New db again, i am importing 7 files of 1mb each, speed ~180h/s.
Old db with 1000k hands purged but the stats remained, and trying to import some 1mb files from the same limit that all hands are from and i am getting ~40h/s. I tryied this before vaccum+reindex and i hand't see any big performance +/-.

The main thing is that the HH that i am trying to import are from the same limit that my majority of my db has stats on those players, maybe if i will import an 100mb file from another limit i should get a speed of 150h/s.

Hope this helps.

Patvs
08-07-2010, 06:34 PM
40 hands/s is still pretty good if you have a large database.

"7200rpm hdd sata 20gb of 150"
You have a 200 GB harddisk with 20 GB free, or a 2 TB harddisk with 150 GB free?

read:
http://forums.holdemmanager.com/manager-general/11194-top-10-hem-performance-increase-tips.html

mYgu
08-08-2010, 02:30 AM
20gb free, total size 150gb, w/ 4k read speed of 0.6mb/s so its kinda sluggish.

Very important is the AV that should be deactivated cuz it keep analysing the files everytime they get processed.

LE: i knew about the top10 perf tips.

chrisadam12
09-07-2010, 01:09 AM
You can use tools such as bigdump to import large databases as phpmyadmin will only accept relatively small databases to import, but I prefer this on a localhost install as you already have easy access already and its quick and easy to do.

Download your database from your live site (if that's the one you want to use).
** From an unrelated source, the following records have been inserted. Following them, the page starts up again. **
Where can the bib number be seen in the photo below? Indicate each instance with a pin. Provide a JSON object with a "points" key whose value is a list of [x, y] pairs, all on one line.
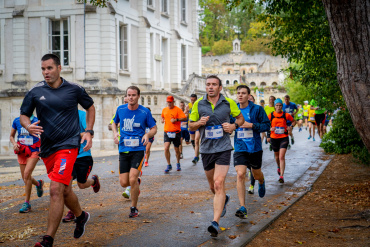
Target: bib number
{"points": [[131, 141], [244, 133], [171, 135], [279, 130], [214, 132]]}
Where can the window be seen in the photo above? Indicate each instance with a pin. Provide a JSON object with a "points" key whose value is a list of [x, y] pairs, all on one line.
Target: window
{"points": [[183, 10], [165, 6], [59, 40], [123, 48], [183, 62]]}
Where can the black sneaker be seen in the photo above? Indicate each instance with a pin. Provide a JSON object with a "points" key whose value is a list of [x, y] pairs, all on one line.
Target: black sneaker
{"points": [[47, 241], [80, 226]]}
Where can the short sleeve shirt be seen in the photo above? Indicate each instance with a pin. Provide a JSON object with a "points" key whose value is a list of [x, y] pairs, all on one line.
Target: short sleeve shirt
{"points": [[57, 111], [133, 124], [168, 114], [218, 114], [24, 136]]}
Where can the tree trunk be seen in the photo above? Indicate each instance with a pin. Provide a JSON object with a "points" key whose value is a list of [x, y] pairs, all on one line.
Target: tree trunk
{"points": [[349, 22]]}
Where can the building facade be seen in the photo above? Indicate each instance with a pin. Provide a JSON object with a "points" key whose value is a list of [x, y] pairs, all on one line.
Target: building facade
{"points": [[152, 44]]}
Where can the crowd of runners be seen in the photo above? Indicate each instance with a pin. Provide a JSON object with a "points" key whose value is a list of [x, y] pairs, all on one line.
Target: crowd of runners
{"points": [[61, 135]]}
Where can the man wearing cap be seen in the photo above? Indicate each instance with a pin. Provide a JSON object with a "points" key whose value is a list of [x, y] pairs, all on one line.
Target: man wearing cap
{"points": [[172, 117]]}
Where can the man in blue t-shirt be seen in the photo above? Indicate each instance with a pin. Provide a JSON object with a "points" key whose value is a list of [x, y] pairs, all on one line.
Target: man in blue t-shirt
{"points": [[248, 146], [133, 119], [292, 109]]}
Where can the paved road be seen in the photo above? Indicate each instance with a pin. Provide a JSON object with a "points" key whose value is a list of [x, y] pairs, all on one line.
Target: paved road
{"points": [[176, 209]]}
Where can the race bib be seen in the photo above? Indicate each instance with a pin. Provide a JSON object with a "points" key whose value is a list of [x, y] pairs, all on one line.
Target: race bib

Extract the .gz so you have just a .sql file.

For this example (remember yours will be different) , you need the following...

The root users name and password (for mysql) , its normally just "root" and no password.

The name of the new blank database (if you have not already created one, visit your localhost phpmyadmin and create a new blank database now)

Use windows explorer or a command prompt. Navigate your way to the folder where wamp is installed. You need to go into the folder where mysql.exe is. In my case it is D:\_DEV\bin\mysql\mysql5.1.30\bin . Most cases it will be c:\program files\wamp\bin\mysql\mysql version\bin etc...

Copy the .sql file into here. It must be in the same directory as mysql.exe

Open a command prompt in this directory if you have not already. If you have the "command prompt here" powertoy, this can be quicker than having to navigate via a command prompt to here. You can download this from Microsoft if you want it. Failing that, simply navigate your way to the appropriate directory using cd.

For this example, the database I am importing is called mybackup.sql and the new empty database I created is called test

Assuming you do NOT have a root password, type in the following...

mysql.exe -u root test < mybackup.sql


This may take a few minutes depending on the database size and your CPU power, your firewall may prompt you so you will have to allow temporary access (should only be mysql wanting localhost access)

When its finished, remove the mybackup.sql file you put in that directory.

Done

As an extra note, if you have a root password for mysql, you will need to use this instead (changing pass for the password)

mysql.exe -u root -p pass test < mybackup.sql

Crexis
12-04-2010, 02:32 PM
I just wanted to chime in and say i also get b/w 3 to 7 h/s, when I first started importing it was much faster, b/w 20-30 range but after importing a ton of hands it slowed down and it has stayed there. Also the one friend I had also has it importing at this speed.

We just figured it was our computers but after reading this thread I'm thinking otherwise.

There is definitely way more then '3' people with this problem. More are just lazy about it and figure that's how it is. With importing of large # of datamined hands I'm pretty sure a lot of people are getting these ridiculously slow speeds.

I'll try some of the suggestions and see if it speeds it up.